Authman and Launcher

Authman and Launcher are processes responsible for determining whether an app has permission to use a set of requested capabilities and for launching the app if it has sufficient permissions.

When you package an app for installation, you include a list of capabilities that the app might use at runtime. For example, an app may need to have access to the Internet or to play audio. The bar-descriptor.xml file for such an app would include the following:

<action>access_internet</action>
<action>play_audio</action>

When the app is installed, a manifest file is created (MANIFEST.MF) that includes the list of requested capabilities. Continuing the above example, the manifest file would include the following:

Entry-Point-User-Actions: access_internet,play_audio

To launch an app, Navigator makes a request to Launcher. Launcher reads the app's manifest file and requests Authman to confirm that the app has permission to use the requested capabilities. Authman checks these against the /etc/authman/sys.res file which lists the available system capabilities and the apps that are entitled to use them. The file takes this form:

<capability> 
  <"allow"|"prompt"|"deny"> <application-name|application-name*|*> 
  ...

For example: 

record_audio
    prompt *
    allow sys.browser*
    allow sys.voicerecorder.testdm9pY2VyZWNvcmRlciAgICA
    allow com.Scout*

There are three permission levels:

allow means the identified app(s) can use the capability
deny means the capability cannot be used by the apps
prompt means the app(s) can use the capability but must first prompt the user for permission

The wildcard character * means that the permission applies to all apps. In the example above, the default action for any app that wishes to record audio is to prompt the user for permission. The browser, voice recorder, and Scout apps, however, do not need to prompt for permission. The * in the case of sys.browser* means that the permission applies to any system-level browser app.

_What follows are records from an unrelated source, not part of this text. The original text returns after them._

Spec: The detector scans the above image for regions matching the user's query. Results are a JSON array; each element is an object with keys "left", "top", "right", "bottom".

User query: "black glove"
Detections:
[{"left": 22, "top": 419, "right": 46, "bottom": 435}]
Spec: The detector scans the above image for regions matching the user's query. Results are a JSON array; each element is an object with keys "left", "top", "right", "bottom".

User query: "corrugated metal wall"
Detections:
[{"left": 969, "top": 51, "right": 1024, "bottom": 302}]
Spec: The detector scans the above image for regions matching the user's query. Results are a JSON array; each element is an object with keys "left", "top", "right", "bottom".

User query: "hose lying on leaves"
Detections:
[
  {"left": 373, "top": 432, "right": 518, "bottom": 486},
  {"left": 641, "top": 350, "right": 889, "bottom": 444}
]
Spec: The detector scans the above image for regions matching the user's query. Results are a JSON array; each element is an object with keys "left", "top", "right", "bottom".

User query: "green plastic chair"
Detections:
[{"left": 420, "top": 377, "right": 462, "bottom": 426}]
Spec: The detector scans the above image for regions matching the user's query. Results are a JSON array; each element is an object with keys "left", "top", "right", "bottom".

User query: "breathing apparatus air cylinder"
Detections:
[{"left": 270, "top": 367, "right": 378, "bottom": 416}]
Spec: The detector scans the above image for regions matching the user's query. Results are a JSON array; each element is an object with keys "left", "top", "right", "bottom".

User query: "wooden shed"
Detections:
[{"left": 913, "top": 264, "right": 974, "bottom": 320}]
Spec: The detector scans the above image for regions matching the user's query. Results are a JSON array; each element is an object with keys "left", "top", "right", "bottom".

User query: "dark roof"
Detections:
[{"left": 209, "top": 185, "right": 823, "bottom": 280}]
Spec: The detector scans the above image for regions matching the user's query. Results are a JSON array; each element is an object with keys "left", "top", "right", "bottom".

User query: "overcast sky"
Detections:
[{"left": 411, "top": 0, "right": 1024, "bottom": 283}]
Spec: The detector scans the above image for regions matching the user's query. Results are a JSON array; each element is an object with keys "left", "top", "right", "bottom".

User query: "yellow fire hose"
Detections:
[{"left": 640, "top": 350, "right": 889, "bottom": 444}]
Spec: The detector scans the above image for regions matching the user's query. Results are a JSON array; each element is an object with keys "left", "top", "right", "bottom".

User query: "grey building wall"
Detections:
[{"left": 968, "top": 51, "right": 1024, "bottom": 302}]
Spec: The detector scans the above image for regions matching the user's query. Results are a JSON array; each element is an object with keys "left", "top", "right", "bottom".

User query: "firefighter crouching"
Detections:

Authman returns true or false for each capability request. If there are one or more instances of false, then the request to launch the app fails. Otherwise, Launcher can launch the app. Prior to doing so, Launcher must assign the app to an appropriate group so that it has the runtime permissions it needs. Launcher uses the file /etc/authman/sys.acl to determine the required permissions. The file takes this form:

<capability>
  <"ACL"> <"r"|"rw"|"rwx"> <path>

For example:

use_camera
    ACL rw /pps/services/multimedia/camera/control
    ACL r /pps/services/multimedia/camera/status
    ACL rw /pps/services/camera/control

ACL stands for Access Control List. The permissions associated with capability are one of r (read-only), rw (read and write), or rwx (read, write, and execute). The path refers to the directory containing relevant Persistent Publish/Subscribe (PPS) objects.

To summarize, three configuration files participate when the system attempts to launch an app:

MANIFEST.MF lists the capabilities that an app wishes to use
sys.res lists the apps that have permission to use a given capability
sys.acl lists the permissions required when using a given capability

If the MANIFEST.MF file and sys.res files for a given app are consistent (that is, the app has permission to use the capabilities it needs), then Launcher uses sys.acl to ensure that the app has the runtime permissions it needs by assigning it to an appropriate group.

Note: In the current implementation of the QNX CAR application platform, the /etc/authman/sys.res file must be hand-coded with the permissions you desire.